Just recently I was trying to make everyone happy, and it royally backfired on me with both my mum and my partner being angry/frustrated towards me. I brushed if off and apologized to the both of them. But I had this nagging feeling inside, now I've been with my partner for over 2 months now, and I know want to avoid fights, but sometimes they are good to have because of the experience, it's like test to see how you two can get through it together.

I then decided to talk to my mum, it was an interesting talk because she wouldn't fight me on anything, she'd just listened. I found out what the nagging feeling was, it was that fight that I had had with my partner and her. It was all because the changing of plans, and he was meant to pick me up, and when I told mum I was seeing him, she acted as if she didn't know that, now I had a very busy morning, so I was already a little stressed. So to avoid her from getting angry, I asked if she wanted to go to Salvos, completely forgetting that he was coming to my house. In the end I was trying to contact him, i messaged him and at one point his response was "don't bother, I'm eating lunch".

Messaging can be dangerous as you can never know how the person feels until they be more specific, so I was a little afraid.
When I took mum home, he was there and he took me to his house, now I know he was a little frustrated and sleepy from work, but when we were sitting on the bed, I had just finished talking to mum on the phone, he said to me, "I don't understand", and I was like, "understand what? Mum, because she can be a little confusing", but he says, "no, you!" Okay, I know i get bamboozled a lot, but hearing that coming from my partner was a kick in the gut. I apologized to him as well because I just wanted it to be over and done with, but I still had the nagging feeling after.

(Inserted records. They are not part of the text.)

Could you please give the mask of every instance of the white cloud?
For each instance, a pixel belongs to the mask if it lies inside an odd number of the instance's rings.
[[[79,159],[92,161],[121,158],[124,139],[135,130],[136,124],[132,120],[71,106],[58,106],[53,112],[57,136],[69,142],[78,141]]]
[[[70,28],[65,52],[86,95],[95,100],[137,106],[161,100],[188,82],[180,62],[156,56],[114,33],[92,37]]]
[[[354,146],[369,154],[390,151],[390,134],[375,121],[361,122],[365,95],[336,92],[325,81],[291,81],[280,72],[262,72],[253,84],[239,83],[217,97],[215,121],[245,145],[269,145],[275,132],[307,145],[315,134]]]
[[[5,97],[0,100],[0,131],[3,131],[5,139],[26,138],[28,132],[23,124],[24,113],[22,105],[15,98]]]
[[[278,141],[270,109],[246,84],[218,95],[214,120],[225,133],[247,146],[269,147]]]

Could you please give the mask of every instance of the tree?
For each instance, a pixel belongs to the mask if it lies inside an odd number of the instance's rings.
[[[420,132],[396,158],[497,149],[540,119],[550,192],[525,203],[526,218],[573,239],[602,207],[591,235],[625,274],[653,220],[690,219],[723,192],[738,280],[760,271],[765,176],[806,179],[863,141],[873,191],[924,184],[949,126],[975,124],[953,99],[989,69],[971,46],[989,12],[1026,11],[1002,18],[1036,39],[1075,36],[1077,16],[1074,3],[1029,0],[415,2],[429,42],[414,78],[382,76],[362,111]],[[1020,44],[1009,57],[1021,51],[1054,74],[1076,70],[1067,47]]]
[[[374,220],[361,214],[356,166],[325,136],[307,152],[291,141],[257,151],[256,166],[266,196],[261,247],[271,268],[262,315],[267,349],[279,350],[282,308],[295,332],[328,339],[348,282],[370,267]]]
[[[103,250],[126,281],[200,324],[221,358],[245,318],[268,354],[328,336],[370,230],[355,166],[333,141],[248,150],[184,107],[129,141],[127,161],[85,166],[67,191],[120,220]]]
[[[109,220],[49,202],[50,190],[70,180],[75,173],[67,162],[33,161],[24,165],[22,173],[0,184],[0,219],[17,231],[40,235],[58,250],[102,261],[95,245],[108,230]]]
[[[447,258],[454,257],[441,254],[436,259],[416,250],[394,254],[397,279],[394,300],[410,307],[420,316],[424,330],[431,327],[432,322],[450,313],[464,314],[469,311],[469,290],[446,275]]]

So that talk I had with mum was an eye opener, it was great that I spoke to her because I also received helpful advice.
One day he was picking me up, and I had called him to confirm, but I was sounding a little off that day, even he could hear it, and I ended up crying. So that night when I say down with him on the couch at his, I poured my soul out, I was angry, frustrated and upset, telling him about what I was trying to do that day, only to have shit thrown back at me because no one was impressed with me, I told him about the way he spoke to me wasn't very nice, but I understood he was frustrated.

So much had happened that night, and I was glad he was there to listen, because he knew what had happened wasn't right, instead of working with me, he and my mother, worked against me. But We learned, we grew through the situation, and we love each other even more. Just yesterday, I was talking to him about his grandfathers funeral, and mum had asked me to ask him if I could come, but I didn't like that idea one bit, I means, yes, I would pay my respect, but I have't met the family, and I certainly don't want to meet them through that! explained also, that I'm not his family, so I shouldn't be there.
Then his response was absolutely beautiful, he said to me, "well... Hopefully later down the track, you will be family", if i spoke to anyone about this face to face, I would become teary eyed. We both agreed that we've gotten a little closer as well because of it. I really think we can make it last.
TheLordOfHell · 41-45
So at what point did you start throwing dishes at each other? Because until that happens, you havent fought yet
papparrazzi · 26-30, F
@TheLordOfHell A fight doesn't always have to have violence in it.
papparrazzi · 26-30, F
@TheLordOfHell No, we didn't throw dishes at each other, because we both know we're better than that.